When a family member passes away it can be a difficult time for those left behind. Not only are they struggling with the loss of the family member but it can be an emotional process administering and facilitating their estate. If there are significant assets and complex family arrangements, conflicts can arise fairly easily. If the decedent has an estate plan that incorporates a revocable trust and has assets correctly titled into the trust at the time of death the probate process can be avoided altogether.
However, if the decedent dies into state, without a last will and testament, the court will appoint a personal representative or executor who will be authorized to act on the estate behalf, which also includes collecting the assets, handle creditor claims, and eventually make distributions to the ultimate beneficiaries.

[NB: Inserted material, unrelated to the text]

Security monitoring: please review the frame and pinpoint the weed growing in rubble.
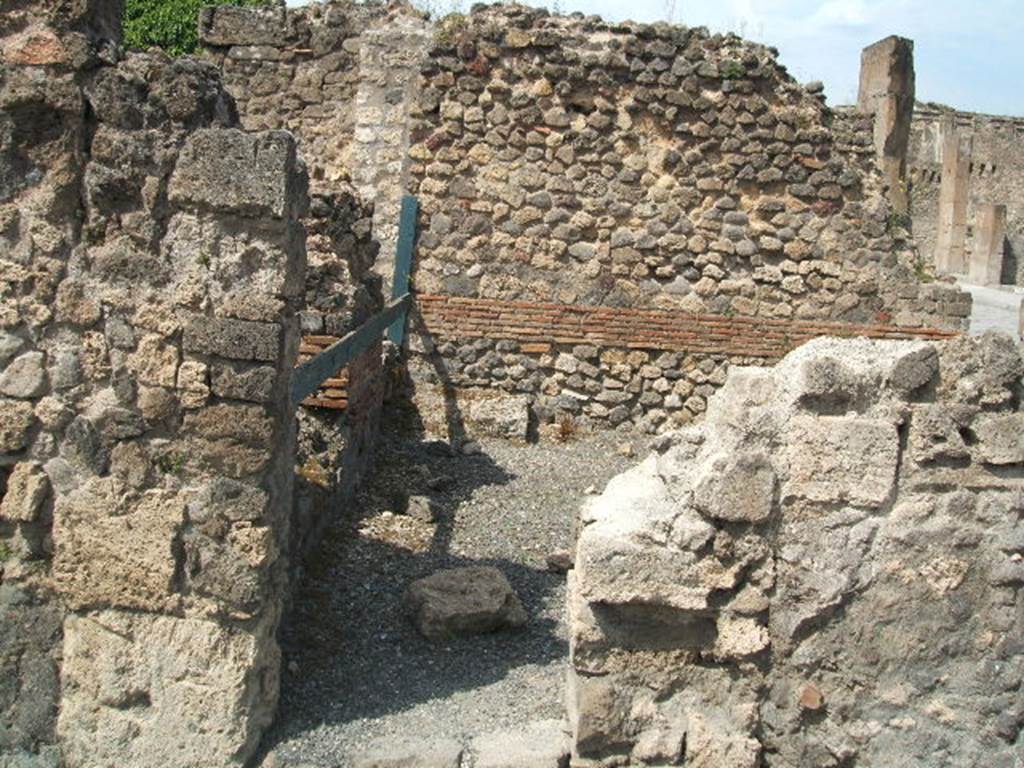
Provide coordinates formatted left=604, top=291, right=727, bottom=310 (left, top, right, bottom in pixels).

Probate is necessary for property that was owned solely in the name of the deceased person or a share of property owned as tenants in common. This type of property is called probate estate. If there are other assets that require probate court proceedings, it’s the responsibility of the executor to open a case in probate court and see it through to completion. If there is no will or the deceased died into state, the probate court can appoint an executor that will hire a lawyer to help with court proceedings. The lawyer gets paid out of the money from the estate.
Typically, one of the most common probate issues are petitions against former trustees alleging wrongful acquisition and misappropriation of funds. This usually involves the family members and it can be quite messy. With a probate lawyer and executor working together, we can legally come to an agreement as to the disbursement and dissolve meant of property and real assets.
Other issues can occur when beneficiaries either don’t appear at hearings, hide the will testament, or suppress the existence of a trust or will. These people must be examined under oath and answer questions that are posed to them. While probate issues can get quite detailed and confusing, a probate attorney is there to help answer any questions, help with proceedings, and follow through on certain documents and executive actions.